Se não fosse a solidariedade, talvez a família Sava nem tivesse chegado ao Rio. Desembarcaram em Buenos Aires, em outubro de 2008, para visitar o pai de Carlos, que estava doente. Ficariam 15 dias, mas para ajudar os pais, idosos e sozinhos, ficaram até 14 de maio. Não tinham mais dinheiro. Conseguiram algum emprestado para vir para o Rio, onde a passagem aérea é mais barata. Viajaram, na parte argentina, até Concórdia, de lá para Passo de los Libres, que faz fronteira com Uruguaiana (RS). Um problema com visto das meninas lhes custou uma multa que esgotou o dinheiro que tinham.

– Ficamos três semanas em Passo de los Libres esperando ajuda dos amigos.

Obtido, foram de Uruguaiana para Porto Alegre. Desceram o país em busca de passagens mais baratas para o Rio. Da capital do Rio Grande do Sul, rumaram para Coritiba e, de lá, para o Rio. Sempre buscando as tarifas mais baixas.
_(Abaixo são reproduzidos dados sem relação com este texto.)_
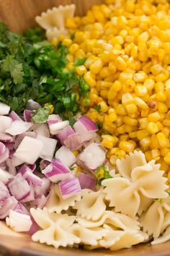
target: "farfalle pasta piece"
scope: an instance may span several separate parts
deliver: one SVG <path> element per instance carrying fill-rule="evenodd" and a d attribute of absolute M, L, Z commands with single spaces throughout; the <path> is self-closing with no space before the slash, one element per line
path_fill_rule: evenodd
<path fill-rule="evenodd" d="M 103 193 L 103 189 L 97 192 L 82 189 L 81 196 L 81 200 L 76 202 L 73 207 L 73 209 L 77 210 L 76 215 L 93 221 L 100 218 L 106 209 L 105 195 Z"/>
<path fill-rule="evenodd" d="M 70 206 L 74 206 L 76 201 L 81 200 L 81 195 L 76 195 L 66 200 L 63 200 L 58 184 L 53 184 L 50 195 L 45 205 L 49 213 L 60 213 L 62 210 L 67 210 Z"/>
<path fill-rule="evenodd" d="M 134 217 L 139 209 L 140 213 L 146 209 L 143 198 L 141 200 L 143 209 L 141 208 L 141 195 L 151 199 L 167 197 L 167 179 L 163 176 L 164 171 L 160 171 L 159 167 L 159 164 L 151 161 L 133 169 L 131 180 L 122 177 L 104 180 L 102 184 L 106 187 L 104 192 L 110 202 L 109 206 L 115 207 L 115 212 Z"/>
<path fill-rule="evenodd" d="M 170 197 L 154 202 L 140 218 L 143 231 L 158 238 L 170 225 Z"/>
<path fill-rule="evenodd" d="M 45 30 L 50 30 L 54 27 L 60 29 L 65 27 L 65 22 L 67 18 L 73 17 L 75 12 L 75 4 L 70 4 L 58 7 L 53 7 L 42 12 L 40 16 L 36 16 L 35 21 Z"/>
<path fill-rule="evenodd" d="M 46 30 L 46 37 L 49 41 L 53 38 L 58 38 L 60 35 L 68 35 L 68 31 L 65 27 L 53 27 Z"/>
<path fill-rule="evenodd" d="M 98 244 L 98 240 L 102 239 L 107 232 L 103 228 L 86 229 L 76 223 L 68 229 L 68 233 L 80 238 L 81 243 L 84 244 L 95 246 Z"/>
<path fill-rule="evenodd" d="M 139 222 L 126 215 L 116 213 L 112 210 L 105 210 L 104 214 L 97 221 L 86 220 L 77 217 L 76 221 L 82 226 L 86 228 L 94 228 L 102 226 L 104 224 L 109 224 L 115 229 L 122 230 L 133 229 L 139 230 Z"/>
<path fill-rule="evenodd" d="M 142 151 L 136 151 L 130 153 L 125 158 L 117 159 L 116 161 L 116 166 L 118 172 L 124 178 L 130 179 L 132 170 L 138 166 L 146 164 L 145 155 Z"/>
<path fill-rule="evenodd" d="M 68 234 L 69 229 L 75 221 L 75 216 L 67 214 L 50 213 L 47 210 L 40 208 L 30 210 L 31 215 L 37 224 L 42 229 L 35 232 L 32 239 L 34 242 L 46 243 L 55 248 L 66 247 L 79 243 L 80 239 L 73 234 Z"/>

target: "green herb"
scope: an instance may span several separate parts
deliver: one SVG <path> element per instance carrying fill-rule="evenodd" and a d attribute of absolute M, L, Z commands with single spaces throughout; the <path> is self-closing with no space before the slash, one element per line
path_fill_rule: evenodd
<path fill-rule="evenodd" d="M 88 98 L 89 86 L 74 70 L 66 69 L 68 48 L 59 43 L 56 48 L 45 38 L 40 27 L 23 35 L 11 33 L 0 23 L 0 101 L 19 114 L 29 99 L 42 106 L 50 103 L 55 113 L 67 118 L 68 113 L 73 116 L 79 109 L 77 90 Z"/>
<path fill-rule="evenodd" d="M 50 108 L 48 107 L 40 108 L 37 111 L 33 111 L 31 117 L 35 123 L 42 124 L 47 121 L 50 114 Z"/>
<path fill-rule="evenodd" d="M 102 182 L 104 179 L 112 178 L 112 176 L 109 174 L 108 167 L 104 163 L 102 165 L 102 166 L 97 168 L 95 171 L 95 175 L 97 178 L 98 185 L 101 185 Z"/>
<path fill-rule="evenodd" d="M 95 106 L 94 108 L 96 109 L 96 111 L 97 111 L 98 113 L 100 113 L 100 111 L 101 111 L 101 106 L 100 106 L 100 105 L 97 105 L 97 106 Z"/>
<path fill-rule="evenodd" d="M 74 61 L 74 66 L 81 66 L 84 64 L 86 61 L 86 58 L 81 58 L 81 59 L 76 59 Z"/>

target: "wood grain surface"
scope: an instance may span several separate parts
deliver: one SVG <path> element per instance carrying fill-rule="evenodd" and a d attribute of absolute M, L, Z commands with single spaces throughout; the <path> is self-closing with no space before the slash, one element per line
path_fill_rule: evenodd
<path fill-rule="evenodd" d="M 12 31 L 24 31 L 35 25 L 35 17 L 59 4 L 76 4 L 76 14 L 82 15 L 94 4 L 104 0 L 0 0 L 0 20 Z"/>
<path fill-rule="evenodd" d="M 15 233 L 0 222 L 0 256 L 169 256 L 170 242 L 148 246 L 141 244 L 133 248 L 112 252 L 109 249 L 89 251 L 73 248 L 55 249 L 35 243 L 24 234 Z"/>

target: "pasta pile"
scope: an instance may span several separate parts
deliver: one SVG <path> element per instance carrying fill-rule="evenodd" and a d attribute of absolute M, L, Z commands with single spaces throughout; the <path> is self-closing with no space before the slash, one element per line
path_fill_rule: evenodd
<path fill-rule="evenodd" d="M 116 174 L 96 191 L 82 189 L 81 195 L 63 200 L 58 185 L 53 184 L 45 208 L 30 210 L 40 228 L 32 240 L 55 248 L 81 244 L 111 250 L 152 238 L 151 244 L 168 241 L 170 197 L 159 168 L 135 151 L 117 161 Z"/>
– Viajávamos à noite para não termos que pagar hotel para dormir. Quando chegamos na rodoviária do Rio, achamos tudo muito caro. Achamos uma senhora que vendia sanduíche e cafezinho do lado de fora – lembra Carlos.

Os Savas também encontram boa vontade entre os funcionários do Galeão. Um dos restaurantes, dá os leites que as crianças bebem. Quando soube da história, o dono de outro restaurante, passou a fornecer café da manhã e almoço para todos. Como não tinham mais dinheiro, empregados de uma lanchonete fizeram uma vaquinha para conseguir o valor necessário para que eles retirassem uma mala retida no guarda-volumes.

– As meninas do salão de beleza sempre nos dão cafezinho quando fica pronto – comove-se Liliana.

– Uma delas deu R$ 10 para a Bianca no dia do aniversário dela, segunda-feira.

Não foi o único presente que Bianca recebeu. A família de Walber fez uma festa com bolo, cachorroquente, docinhos e um monte de presentes para a menina, que fez cinco anos.

– Nossa! Encheram-na de presentes – conta Carlos. – Ficamos todos muito felizes.

Antes da comemoração de Bianca, a família de Walber fez um churrasco com violão e cantoria para descontrair os novos amigos. Carlos, que segundo Walber é um exelente violonista, soltou a voz.

– Tinha churrasco, frango, linguiça, vinho, cerveja e costela, muita costela – lembra, Carlos, salivando.